Thomas was a friend of Charles Dickens and believed in social reform. At one time he worked for the Illustrated London News, and became convinced that pictures could have a powerful influence on public opinion, especially on political issues.

In December 1869 he co-founded a new weekly illustrated newspaper, called The Graphic with his brother Lewis Samuel Thomas (d. 1872). Important to the project was the recruitment of a number of brilliant artists to help illustrate it including Godefroy Durand who moved from Paris to London to work for the newspaper full time. In 1889, Thomas and his company H. R. Baines & Co. began publishing the first daily illustrated newspaper, called The Daily Graphic. He hoped that illustrated news would inspire people to campaign against various evils in Victorian society, including poverty and crime. His newspapers achieved a significant readership throughout the British Empire and in the United States.

When Thomas died in 1900, his company H.R. Baines & Co. was run by his son, Carmichael Thomas. The Graphic ceased publication in 1932.
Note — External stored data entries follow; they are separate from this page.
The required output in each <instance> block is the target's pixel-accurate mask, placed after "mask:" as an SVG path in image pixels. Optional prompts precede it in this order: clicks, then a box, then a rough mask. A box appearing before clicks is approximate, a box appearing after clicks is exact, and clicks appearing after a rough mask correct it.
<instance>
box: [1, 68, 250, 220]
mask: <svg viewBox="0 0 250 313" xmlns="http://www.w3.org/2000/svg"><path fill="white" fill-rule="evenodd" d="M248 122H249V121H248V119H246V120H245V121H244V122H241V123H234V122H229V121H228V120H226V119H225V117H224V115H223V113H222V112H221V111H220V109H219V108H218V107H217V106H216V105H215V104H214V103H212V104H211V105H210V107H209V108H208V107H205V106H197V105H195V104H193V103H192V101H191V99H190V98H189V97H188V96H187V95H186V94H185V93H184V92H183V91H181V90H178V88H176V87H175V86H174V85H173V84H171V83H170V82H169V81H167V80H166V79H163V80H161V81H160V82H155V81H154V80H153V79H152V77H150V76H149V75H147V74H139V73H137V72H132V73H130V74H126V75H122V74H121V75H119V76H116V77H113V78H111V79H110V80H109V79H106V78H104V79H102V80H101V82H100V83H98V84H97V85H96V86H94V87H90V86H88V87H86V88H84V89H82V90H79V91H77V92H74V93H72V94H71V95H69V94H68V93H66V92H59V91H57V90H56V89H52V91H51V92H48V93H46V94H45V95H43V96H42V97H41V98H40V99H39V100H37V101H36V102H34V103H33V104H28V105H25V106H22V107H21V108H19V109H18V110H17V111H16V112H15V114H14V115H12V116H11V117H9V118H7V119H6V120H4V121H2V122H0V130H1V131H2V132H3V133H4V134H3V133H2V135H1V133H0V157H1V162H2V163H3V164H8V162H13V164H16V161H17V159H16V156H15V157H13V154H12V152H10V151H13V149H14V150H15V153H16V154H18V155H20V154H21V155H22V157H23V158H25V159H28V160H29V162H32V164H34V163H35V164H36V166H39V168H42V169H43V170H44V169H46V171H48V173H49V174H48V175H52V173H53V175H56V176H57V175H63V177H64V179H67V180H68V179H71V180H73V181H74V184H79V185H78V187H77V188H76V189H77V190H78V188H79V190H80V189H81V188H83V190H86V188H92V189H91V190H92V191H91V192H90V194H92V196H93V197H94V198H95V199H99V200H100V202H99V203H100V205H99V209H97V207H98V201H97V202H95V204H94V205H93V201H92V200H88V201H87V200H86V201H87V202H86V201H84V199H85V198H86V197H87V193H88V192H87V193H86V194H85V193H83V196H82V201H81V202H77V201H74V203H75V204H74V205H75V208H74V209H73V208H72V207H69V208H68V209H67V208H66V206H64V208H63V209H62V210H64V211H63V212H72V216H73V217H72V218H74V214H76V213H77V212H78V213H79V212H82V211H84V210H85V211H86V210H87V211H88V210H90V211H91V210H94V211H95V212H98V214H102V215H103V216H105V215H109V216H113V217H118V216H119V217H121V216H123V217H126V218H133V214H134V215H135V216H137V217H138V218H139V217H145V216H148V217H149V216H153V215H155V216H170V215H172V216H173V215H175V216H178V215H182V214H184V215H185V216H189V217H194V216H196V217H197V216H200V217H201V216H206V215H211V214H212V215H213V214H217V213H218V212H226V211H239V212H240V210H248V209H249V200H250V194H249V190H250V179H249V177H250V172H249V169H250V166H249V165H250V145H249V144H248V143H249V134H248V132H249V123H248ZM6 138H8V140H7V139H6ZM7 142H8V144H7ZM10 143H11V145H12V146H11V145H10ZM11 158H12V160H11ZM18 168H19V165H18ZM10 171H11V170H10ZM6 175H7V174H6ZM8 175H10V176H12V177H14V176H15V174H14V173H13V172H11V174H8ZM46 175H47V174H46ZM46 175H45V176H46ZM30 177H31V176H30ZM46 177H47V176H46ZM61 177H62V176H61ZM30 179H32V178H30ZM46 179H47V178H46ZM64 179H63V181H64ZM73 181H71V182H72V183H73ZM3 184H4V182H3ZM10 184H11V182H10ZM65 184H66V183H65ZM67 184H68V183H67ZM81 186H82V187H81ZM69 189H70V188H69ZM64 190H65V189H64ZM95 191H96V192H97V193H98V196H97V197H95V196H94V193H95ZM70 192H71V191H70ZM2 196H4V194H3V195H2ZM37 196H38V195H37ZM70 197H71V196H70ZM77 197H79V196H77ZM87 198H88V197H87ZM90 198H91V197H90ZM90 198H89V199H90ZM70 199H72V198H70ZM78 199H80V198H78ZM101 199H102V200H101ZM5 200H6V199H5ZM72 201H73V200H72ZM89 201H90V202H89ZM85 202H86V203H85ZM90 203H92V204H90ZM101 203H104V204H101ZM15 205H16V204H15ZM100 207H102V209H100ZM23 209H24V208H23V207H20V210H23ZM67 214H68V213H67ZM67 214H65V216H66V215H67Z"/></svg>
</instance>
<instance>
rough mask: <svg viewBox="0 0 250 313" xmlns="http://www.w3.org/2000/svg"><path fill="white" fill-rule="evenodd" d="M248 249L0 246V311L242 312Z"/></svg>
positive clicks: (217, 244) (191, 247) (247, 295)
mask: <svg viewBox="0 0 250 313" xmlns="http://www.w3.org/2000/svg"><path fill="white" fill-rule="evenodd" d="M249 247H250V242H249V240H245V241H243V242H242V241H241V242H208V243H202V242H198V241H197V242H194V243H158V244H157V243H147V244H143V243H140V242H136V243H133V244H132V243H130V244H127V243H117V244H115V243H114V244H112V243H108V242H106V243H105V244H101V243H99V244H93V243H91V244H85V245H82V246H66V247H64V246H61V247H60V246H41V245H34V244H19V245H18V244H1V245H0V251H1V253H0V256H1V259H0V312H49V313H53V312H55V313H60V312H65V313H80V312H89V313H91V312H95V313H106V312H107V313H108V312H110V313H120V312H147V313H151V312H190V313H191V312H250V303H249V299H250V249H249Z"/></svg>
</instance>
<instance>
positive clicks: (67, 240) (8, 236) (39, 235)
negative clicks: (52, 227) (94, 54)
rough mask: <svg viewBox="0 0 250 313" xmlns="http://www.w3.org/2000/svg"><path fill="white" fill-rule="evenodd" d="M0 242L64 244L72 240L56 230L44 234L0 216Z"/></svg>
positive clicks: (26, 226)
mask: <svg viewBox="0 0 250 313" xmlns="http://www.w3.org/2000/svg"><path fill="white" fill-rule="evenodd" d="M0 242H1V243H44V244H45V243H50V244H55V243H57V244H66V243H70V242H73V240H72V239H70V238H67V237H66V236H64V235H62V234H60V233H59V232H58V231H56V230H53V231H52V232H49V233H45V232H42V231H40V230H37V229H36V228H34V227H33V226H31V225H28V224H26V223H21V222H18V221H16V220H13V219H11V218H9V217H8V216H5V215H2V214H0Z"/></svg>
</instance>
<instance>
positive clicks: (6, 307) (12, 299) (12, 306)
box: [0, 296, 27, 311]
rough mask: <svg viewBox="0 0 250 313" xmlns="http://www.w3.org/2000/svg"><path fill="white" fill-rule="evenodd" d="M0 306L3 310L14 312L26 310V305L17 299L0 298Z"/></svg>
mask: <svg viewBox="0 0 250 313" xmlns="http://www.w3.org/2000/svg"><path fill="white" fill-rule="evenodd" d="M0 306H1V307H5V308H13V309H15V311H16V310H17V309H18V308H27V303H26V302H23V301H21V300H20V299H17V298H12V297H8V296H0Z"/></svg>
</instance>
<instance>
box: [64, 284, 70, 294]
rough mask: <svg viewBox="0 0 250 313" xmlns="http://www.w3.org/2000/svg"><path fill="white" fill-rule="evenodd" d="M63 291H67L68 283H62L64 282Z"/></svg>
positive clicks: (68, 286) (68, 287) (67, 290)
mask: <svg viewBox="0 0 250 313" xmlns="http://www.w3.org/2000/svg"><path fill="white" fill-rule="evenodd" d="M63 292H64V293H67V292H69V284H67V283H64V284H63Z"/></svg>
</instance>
Thomas' seventh son George Holt Thomas was a director and general manager of The Graphic and who (in addition) independently founded The Bystander and Empire Illustrated magazines. He also became a pioneer industrialist in the aviation industry.

In 1879 Thomas commissioned artist John Everett Millais to paint Thomas' four-year-old niece Edie Ramage, in the famous painting Cherry Ripe. The novelist Hugh Stowell Scott was a nephew of Thomas's.